Initially, GI was only utilised in the prevention and management of diabetes( Reference Salmerón, Ascherio and Rimm 3 ). Further, epidemiological and interventional studies investigated other important implications of GI for prevention and treatment of obesity( Reference Brand-Miller, Holt and Pawlak 4 ), CVD( Reference Ludwig 5 ), CHD( Reference Van Dam, Visscher and Feskens 6 ) and certain forms of cancer( Reference Aziz 7 ).

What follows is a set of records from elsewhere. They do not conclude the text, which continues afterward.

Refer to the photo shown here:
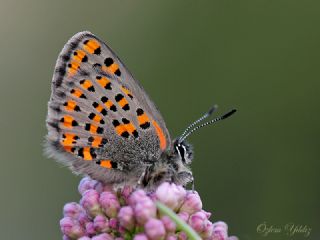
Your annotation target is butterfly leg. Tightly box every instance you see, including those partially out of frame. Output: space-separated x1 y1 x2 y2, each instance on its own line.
138 167 148 187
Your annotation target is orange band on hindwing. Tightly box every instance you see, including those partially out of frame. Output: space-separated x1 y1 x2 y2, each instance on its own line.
68 61 80 76
97 159 118 169
60 115 79 128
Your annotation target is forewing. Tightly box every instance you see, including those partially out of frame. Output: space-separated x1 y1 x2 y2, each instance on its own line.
47 32 170 182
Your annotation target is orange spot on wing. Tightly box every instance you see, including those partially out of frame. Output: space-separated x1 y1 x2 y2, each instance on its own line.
100 160 112 169
63 116 73 128
81 80 92 89
83 147 92 160
91 136 102 147
92 115 102 123
118 98 128 107
124 123 136 134
104 100 114 109
65 100 77 111
69 61 80 75
96 104 103 112
72 88 83 98
138 113 149 125
116 124 127 135
152 120 167 150
73 50 86 62
90 124 98 133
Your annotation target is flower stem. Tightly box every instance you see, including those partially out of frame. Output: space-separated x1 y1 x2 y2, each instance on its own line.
156 201 201 240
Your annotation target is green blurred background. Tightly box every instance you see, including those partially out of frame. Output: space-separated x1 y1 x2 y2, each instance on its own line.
0 0 320 240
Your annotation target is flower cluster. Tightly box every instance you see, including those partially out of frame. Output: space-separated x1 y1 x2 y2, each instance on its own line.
60 177 237 240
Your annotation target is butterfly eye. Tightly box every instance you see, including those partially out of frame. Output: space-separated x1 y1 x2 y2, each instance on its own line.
176 144 187 163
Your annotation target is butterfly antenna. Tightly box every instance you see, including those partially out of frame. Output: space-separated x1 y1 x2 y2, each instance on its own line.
179 109 237 142
179 105 218 142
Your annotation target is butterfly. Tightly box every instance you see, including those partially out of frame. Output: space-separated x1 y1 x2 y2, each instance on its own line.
46 31 235 188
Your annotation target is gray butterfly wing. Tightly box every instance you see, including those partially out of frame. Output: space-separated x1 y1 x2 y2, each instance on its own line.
47 32 171 183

Recent scientific evidence indicates a possible role of low-GI diets in the treatment and prevention of diabetes mellitus (DM)( Reference Rahelić, Jenkins and Božikov 8 ), obesity( Reference Parillo, Licenziati and Vacca 9 ), hyperlipidaemia and CVD( Reference Ludwig 5 ), by improving insulin sensitivity( Reference Raatz, Torkelson and Redmon 10 ), regulating appetite( Reference Alfenas and Mattes 11 ), lowering fasting insulin and C-reactive protein levels( Reference Schwingshackl and Hoffmann 12 ), reducing total cholesterol and LDL-cholesterol( Reference Goff, Cowland and Hooper 13 ), and regulating blood pressure( Reference Radulian, Rusu and Dragomir 14 ).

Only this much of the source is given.